Invasive fungal infections, particularly those caused by Candida species, are significant contributors to morbidity and mortality in critically ill patients, especially those admitted to Intensive Care Units (ICUs). Delays in treatment lead to poor clinical outcomes. The Candida score is a predictive tool developed to identify high-risk patients. This study aimed to evaluate the clinical prognosis of ICU patients with sepsis and a Candida score greater than 3 who received early antifungal treatment. Specifically, it focused on assessing changes in Sequential Organ Failure Assessment (SOFA) scores on days 1, 3, and 7 of therapy to determine the impact of early intervention on organ function.

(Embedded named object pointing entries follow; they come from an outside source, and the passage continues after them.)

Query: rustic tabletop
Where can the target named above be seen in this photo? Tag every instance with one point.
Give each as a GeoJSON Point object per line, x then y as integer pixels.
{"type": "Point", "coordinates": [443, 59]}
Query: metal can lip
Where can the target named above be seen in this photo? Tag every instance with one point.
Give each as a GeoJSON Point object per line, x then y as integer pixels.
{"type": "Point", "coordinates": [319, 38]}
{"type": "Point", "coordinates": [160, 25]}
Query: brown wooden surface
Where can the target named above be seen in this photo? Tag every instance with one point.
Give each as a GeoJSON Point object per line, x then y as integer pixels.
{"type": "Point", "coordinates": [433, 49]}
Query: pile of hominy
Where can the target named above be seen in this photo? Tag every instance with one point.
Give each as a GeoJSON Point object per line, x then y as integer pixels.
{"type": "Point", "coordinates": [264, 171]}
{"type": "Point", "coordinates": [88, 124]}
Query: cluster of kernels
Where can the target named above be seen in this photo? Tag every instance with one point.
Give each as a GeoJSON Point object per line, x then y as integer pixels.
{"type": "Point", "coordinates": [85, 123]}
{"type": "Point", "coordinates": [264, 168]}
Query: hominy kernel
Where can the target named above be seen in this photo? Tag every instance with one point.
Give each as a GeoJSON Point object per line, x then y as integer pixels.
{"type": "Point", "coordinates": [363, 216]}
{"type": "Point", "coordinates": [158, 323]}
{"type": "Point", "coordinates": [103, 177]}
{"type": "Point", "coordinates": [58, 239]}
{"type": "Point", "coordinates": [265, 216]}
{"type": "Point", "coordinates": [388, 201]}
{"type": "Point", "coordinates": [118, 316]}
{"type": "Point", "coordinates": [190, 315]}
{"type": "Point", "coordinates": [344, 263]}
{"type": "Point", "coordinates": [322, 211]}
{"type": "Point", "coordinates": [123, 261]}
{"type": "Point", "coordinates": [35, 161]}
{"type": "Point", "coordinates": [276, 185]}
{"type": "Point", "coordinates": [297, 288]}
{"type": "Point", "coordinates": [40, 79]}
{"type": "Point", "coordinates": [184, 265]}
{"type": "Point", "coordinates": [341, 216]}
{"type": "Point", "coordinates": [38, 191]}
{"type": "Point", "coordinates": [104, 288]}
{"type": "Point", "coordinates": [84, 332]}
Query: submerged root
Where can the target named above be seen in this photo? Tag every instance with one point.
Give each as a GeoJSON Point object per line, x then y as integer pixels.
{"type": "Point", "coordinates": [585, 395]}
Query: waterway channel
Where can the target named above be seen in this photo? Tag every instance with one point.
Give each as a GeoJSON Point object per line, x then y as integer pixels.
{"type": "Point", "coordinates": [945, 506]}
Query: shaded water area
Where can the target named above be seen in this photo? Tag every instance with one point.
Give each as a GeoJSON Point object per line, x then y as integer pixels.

Methods: A cross-sectional study was performed at Imam Reza Hospital in 2016. Thirty ICU patients with sepsis and a Candida score above 3 were enrolled. Exclusion criteria included hematologic malignancies and neutropenia. Demographic data, reasons for ICU admission, and SOFA scores were collected from patient files. Statistical analysis was performed using paired t-tests with significance set at p<0.05.
Results: The mean age of the patients was 62.06±18.20 years. Pneumonia was the most common reason for ICU admission (33.3%), followed by cerebrovascular accident (30%). The SOFA scores showed a statistically significant decrease from Day 1 (mean 12.23±2.62) to Day 3 (10.70±2.08), and further to Day 7 (9.06±2.05), showing marked clinical improvement. All pairwise comparisons between days were statistically significant (p<0.0001).
Conclusions: Early antifungal treatment in critically ill patients with high Candida scores leads to remarkable improvements in organ function, as evidenced by reduced SOFA scores.